The irony was heavy as I walked around the leafy campus with its expansive lawns and wonderful neo-classic buildings. The Vietnam War is nothing but a bad memory now and today many Americans vacation there in the country that killed almost 60,000 of their troops while losing a million of their own. But thousands of American troops are still fighting around the world and “Yankee go Home” remains a potent cry in many Third World countries.

But that’s not what they’re protesting in the plaza in front of Sproul Hall these days. No, today’s issue is suicide. In particular, suicide by Berkley students and I was assured by one of the activists in Sproul Plaza that at least 10 per cent of Berkley’s 42,000 students contemplate suicide every year.

That’s an awfully frightening, if unproven statistic, but one I can’t deal with in a short column like this. What about the homeless suicide rate? Doesn’t it deserve some attention? At the same time, isn’t it ironic that one of the most heavily financed research projects in Silicon Valley next door to Berkley is the quest to come up with a bio-medical formula to extend human life indefinitely?
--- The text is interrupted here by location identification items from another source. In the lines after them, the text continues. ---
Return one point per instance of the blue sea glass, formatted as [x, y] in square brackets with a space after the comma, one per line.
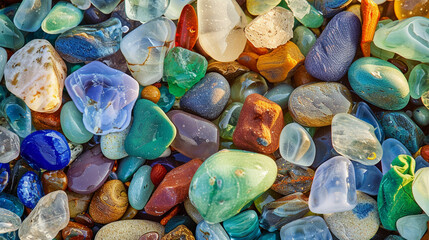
[368, 178]
[31, 13]
[30, 189]
[90, 42]
[364, 112]
[104, 95]
[391, 149]
[17, 114]
[46, 149]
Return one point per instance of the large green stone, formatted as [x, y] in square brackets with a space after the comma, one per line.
[183, 69]
[228, 180]
[395, 197]
[151, 132]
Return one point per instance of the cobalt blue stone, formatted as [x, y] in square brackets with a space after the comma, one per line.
[401, 127]
[30, 189]
[208, 97]
[46, 149]
[331, 55]
[368, 178]
[11, 203]
[364, 112]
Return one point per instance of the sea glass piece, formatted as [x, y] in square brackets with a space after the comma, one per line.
[105, 6]
[10, 145]
[355, 139]
[391, 149]
[146, 47]
[17, 114]
[311, 227]
[305, 13]
[271, 29]
[226, 41]
[278, 213]
[334, 187]
[62, 17]
[36, 74]
[368, 178]
[47, 219]
[395, 197]
[11, 37]
[145, 10]
[183, 69]
[90, 42]
[407, 38]
[31, 13]
[9, 221]
[187, 27]
[418, 80]
[229, 180]
[104, 95]
[296, 145]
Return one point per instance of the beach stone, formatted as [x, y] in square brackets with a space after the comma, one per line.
[360, 223]
[128, 229]
[315, 104]
[36, 73]
[334, 50]
[259, 125]
[271, 29]
[208, 97]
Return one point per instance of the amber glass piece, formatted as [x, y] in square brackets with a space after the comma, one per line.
[187, 28]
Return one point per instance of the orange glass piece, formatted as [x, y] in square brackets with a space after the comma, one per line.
[187, 28]
[370, 16]
[411, 8]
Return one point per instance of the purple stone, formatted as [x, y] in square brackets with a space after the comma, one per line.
[104, 95]
[334, 50]
[196, 137]
[87, 173]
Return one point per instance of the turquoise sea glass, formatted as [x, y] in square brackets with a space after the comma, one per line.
[31, 13]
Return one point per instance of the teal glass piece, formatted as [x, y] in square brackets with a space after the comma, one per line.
[17, 114]
[419, 80]
[105, 6]
[128, 166]
[3, 60]
[10, 36]
[408, 38]
[141, 188]
[305, 13]
[61, 18]
[72, 124]
[229, 119]
[167, 99]
[31, 13]
[243, 226]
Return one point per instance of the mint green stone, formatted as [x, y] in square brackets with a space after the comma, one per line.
[183, 69]
[151, 133]
[141, 188]
[228, 180]
[419, 80]
[408, 38]
[62, 17]
[72, 124]
[304, 38]
[10, 36]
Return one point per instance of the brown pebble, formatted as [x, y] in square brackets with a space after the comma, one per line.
[109, 203]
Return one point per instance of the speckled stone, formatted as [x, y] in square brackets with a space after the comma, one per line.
[128, 230]
[361, 223]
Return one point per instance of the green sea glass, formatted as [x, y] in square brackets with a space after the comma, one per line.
[228, 180]
[62, 17]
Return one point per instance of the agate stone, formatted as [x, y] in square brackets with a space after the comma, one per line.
[104, 95]
[227, 181]
[151, 132]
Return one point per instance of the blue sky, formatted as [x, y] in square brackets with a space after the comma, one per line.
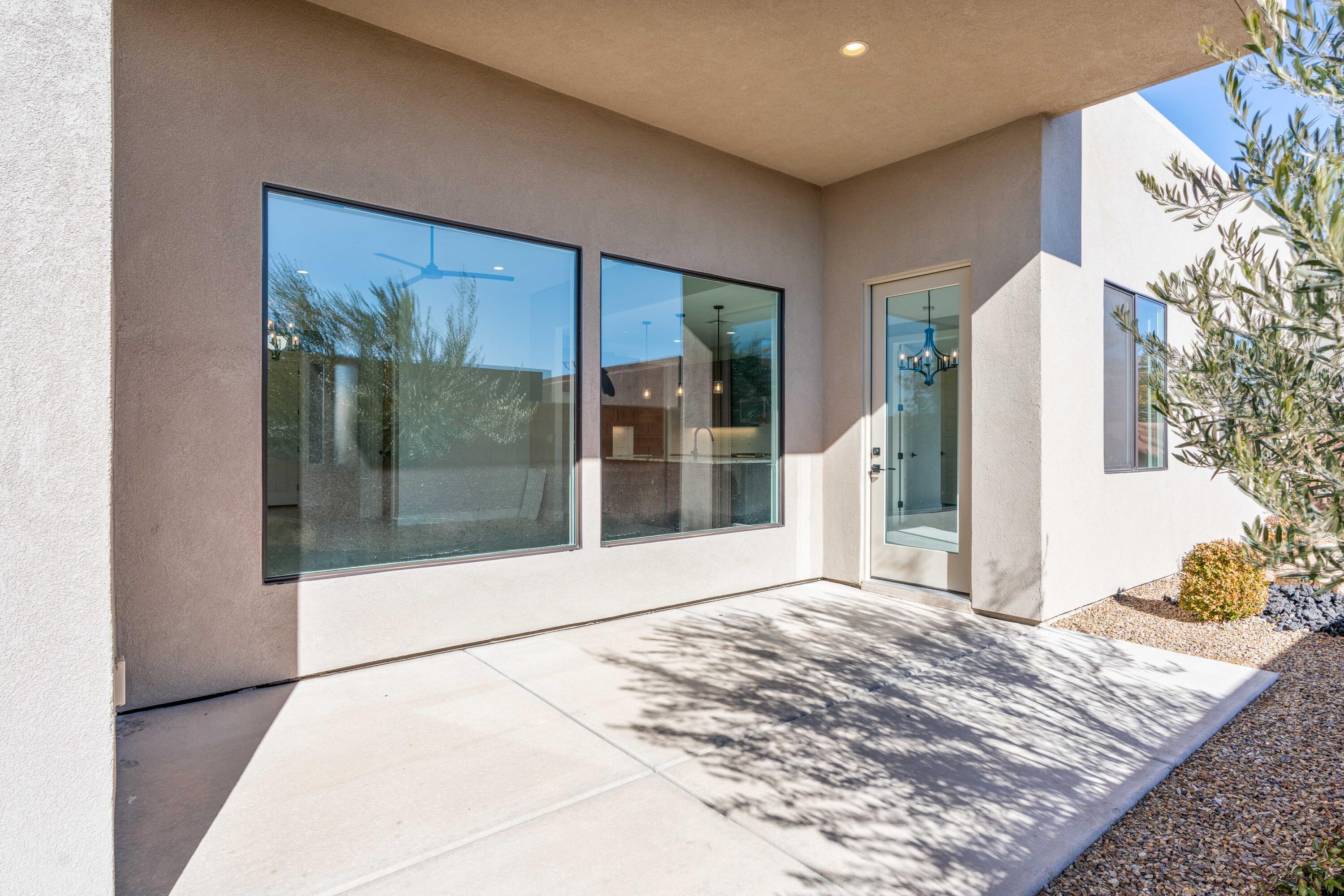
[1197, 105]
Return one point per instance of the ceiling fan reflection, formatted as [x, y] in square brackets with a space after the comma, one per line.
[435, 272]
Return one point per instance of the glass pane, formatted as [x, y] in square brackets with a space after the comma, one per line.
[690, 397]
[924, 332]
[413, 412]
[1117, 383]
[1151, 432]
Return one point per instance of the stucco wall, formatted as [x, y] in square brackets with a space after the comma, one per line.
[217, 97]
[976, 201]
[1107, 531]
[56, 389]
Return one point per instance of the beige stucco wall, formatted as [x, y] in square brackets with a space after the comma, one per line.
[56, 437]
[217, 97]
[1107, 531]
[976, 201]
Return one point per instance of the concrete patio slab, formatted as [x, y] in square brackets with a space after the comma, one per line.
[979, 777]
[732, 747]
[882, 638]
[647, 837]
[612, 677]
[342, 777]
[1160, 703]
[686, 681]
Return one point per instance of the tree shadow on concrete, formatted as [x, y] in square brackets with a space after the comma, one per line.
[194, 754]
[986, 771]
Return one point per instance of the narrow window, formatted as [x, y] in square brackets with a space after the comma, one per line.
[690, 404]
[1135, 433]
[420, 389]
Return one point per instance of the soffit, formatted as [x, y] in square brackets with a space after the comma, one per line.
[765, 81]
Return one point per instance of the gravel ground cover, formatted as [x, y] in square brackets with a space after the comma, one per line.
[1246, 806]
[1297, 606]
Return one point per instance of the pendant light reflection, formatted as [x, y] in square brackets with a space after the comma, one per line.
[929, 362]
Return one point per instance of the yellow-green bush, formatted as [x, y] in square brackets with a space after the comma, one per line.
[1219, 582]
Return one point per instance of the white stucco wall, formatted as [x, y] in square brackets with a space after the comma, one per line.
[1107, 531]
[56, 441]
[976, 201]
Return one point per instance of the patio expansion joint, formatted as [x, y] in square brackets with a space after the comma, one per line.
[652, 770]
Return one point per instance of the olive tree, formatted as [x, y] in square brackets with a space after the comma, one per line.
[1258, 394]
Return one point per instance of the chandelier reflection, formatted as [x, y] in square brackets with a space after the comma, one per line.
[929, 362]
[280, 339]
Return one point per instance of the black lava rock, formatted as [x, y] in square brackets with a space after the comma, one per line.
[1293, 607]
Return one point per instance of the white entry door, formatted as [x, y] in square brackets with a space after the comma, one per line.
[918, 458]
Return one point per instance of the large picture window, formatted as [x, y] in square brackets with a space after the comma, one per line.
[1135, 432]
[690, 404]
[420, 389]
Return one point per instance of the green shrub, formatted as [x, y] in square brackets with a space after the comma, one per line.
[1219, 582]
[1322, 876]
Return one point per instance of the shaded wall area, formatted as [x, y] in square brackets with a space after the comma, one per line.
[217, 99]
[978, 201]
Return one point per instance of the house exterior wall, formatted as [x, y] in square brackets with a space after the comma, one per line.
[220, 96]
[976, 201]
[1105, 531]
[56, 496]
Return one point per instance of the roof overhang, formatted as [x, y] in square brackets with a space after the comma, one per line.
[767, 81]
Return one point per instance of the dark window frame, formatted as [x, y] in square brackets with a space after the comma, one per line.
[576, 404]
[779, 412]
[1132, 413]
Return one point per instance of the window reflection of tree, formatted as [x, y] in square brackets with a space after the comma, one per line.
[425, 382]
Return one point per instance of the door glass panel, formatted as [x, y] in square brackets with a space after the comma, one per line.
[921, 382]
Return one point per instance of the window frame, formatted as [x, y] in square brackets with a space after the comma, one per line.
[779, 412]
[576, 404]
[1133, 393]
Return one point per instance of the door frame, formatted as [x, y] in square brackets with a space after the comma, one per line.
[866, 432]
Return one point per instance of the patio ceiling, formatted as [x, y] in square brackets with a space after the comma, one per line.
[767, 81]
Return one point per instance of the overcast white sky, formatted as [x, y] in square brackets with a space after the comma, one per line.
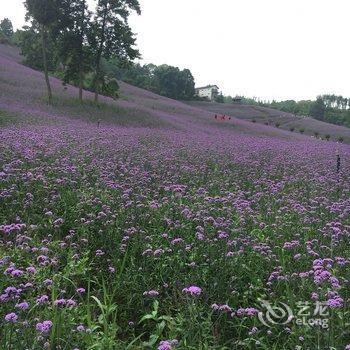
[281, 49]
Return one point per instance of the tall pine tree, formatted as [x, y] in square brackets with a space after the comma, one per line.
[46, 14]
[112, 36]
[75, 51]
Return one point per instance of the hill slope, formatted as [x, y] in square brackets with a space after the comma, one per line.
[22, 92]
[271, 116]
[133, 234]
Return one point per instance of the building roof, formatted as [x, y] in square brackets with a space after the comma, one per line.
[207, 87]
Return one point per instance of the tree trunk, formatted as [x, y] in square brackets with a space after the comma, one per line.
[97, 82]
[46, 71]
[99, 54]
[81, 55]
[81, 77]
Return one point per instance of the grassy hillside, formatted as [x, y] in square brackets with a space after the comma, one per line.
[164, 228]
[286, 121]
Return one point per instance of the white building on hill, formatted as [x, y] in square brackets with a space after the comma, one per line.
[209, 92]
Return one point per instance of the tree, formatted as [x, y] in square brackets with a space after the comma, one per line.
[30, 43]
[112, 35]
[318, 109]
[220, 98]
[172, 82]
[75, 51]
[45, 13]
[6, 28]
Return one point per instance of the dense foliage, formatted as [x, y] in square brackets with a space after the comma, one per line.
[144, 223]
[164, 80]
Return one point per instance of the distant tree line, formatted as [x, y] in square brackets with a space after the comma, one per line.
[91, 50]
[65, 34]
[164, 80]
[6, 31]
[328, 108]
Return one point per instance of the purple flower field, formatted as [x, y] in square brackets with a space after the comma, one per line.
[162, 229]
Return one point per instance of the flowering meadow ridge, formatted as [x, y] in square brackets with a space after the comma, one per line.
[145, 224]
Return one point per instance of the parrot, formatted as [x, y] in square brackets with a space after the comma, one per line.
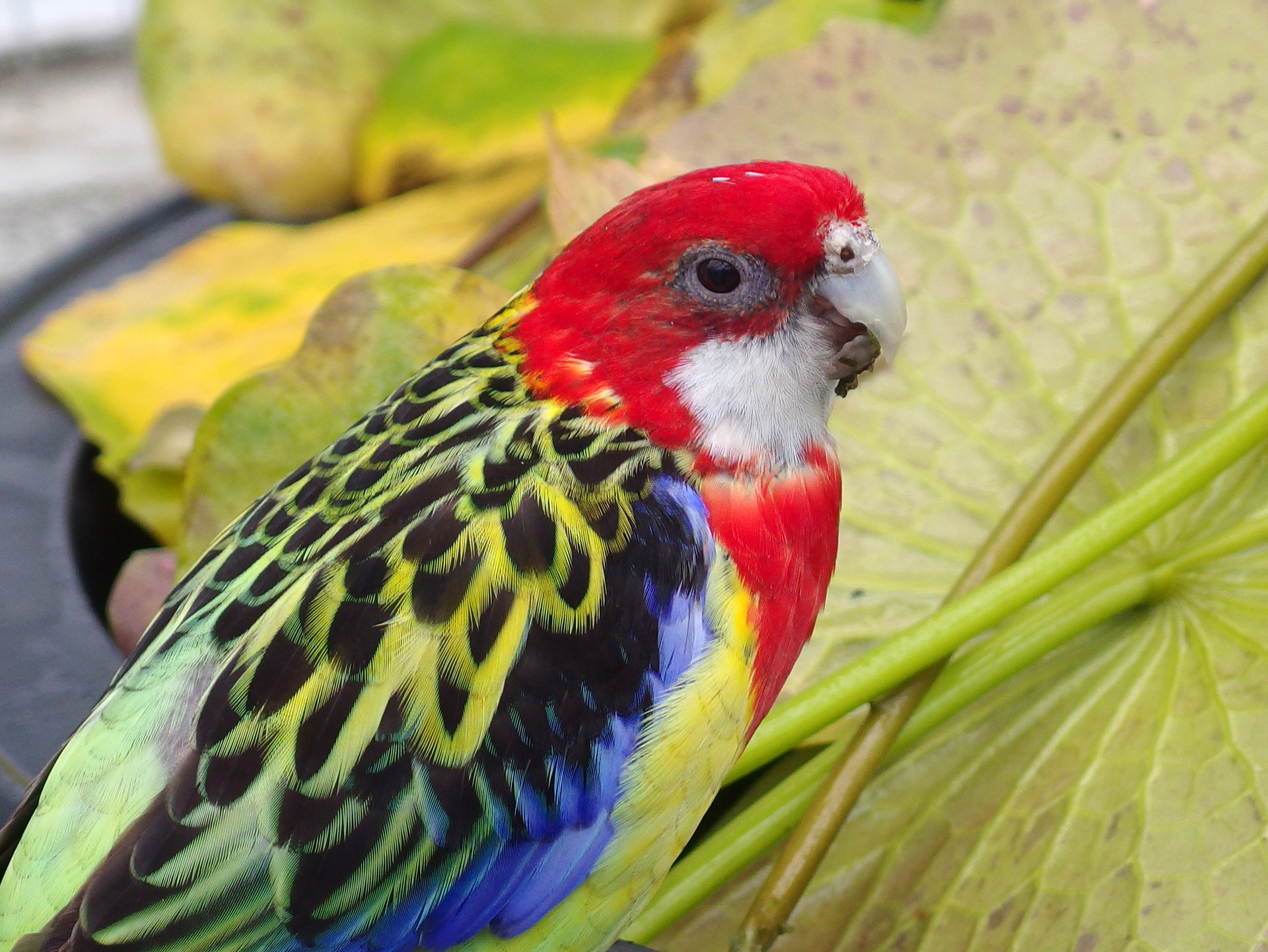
[471, 676]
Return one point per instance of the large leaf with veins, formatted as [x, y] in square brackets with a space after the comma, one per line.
[1049, 179]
It’s all the rage now for elderly Silicon Valley CEOs to have their bodies (sometimes just their heads) cryogenically frozen after death so they can be thawed out and revived when the death algorithm is finally figured out.

Yes, it’s all algorithms and technology in Silicon Valley, but some Berkley philosophers say an endless life may be the worst punishment of all.

Nevertheless, if you want to visit a beautiful city and get an insight into living forever while dodging half-dead bodies lying on the street, go to San Francisco. You may enjoy it forever. Then again, you may not.

Gerry Warner is a retired journalist, who loves San Francisco, but is not interested in living forever.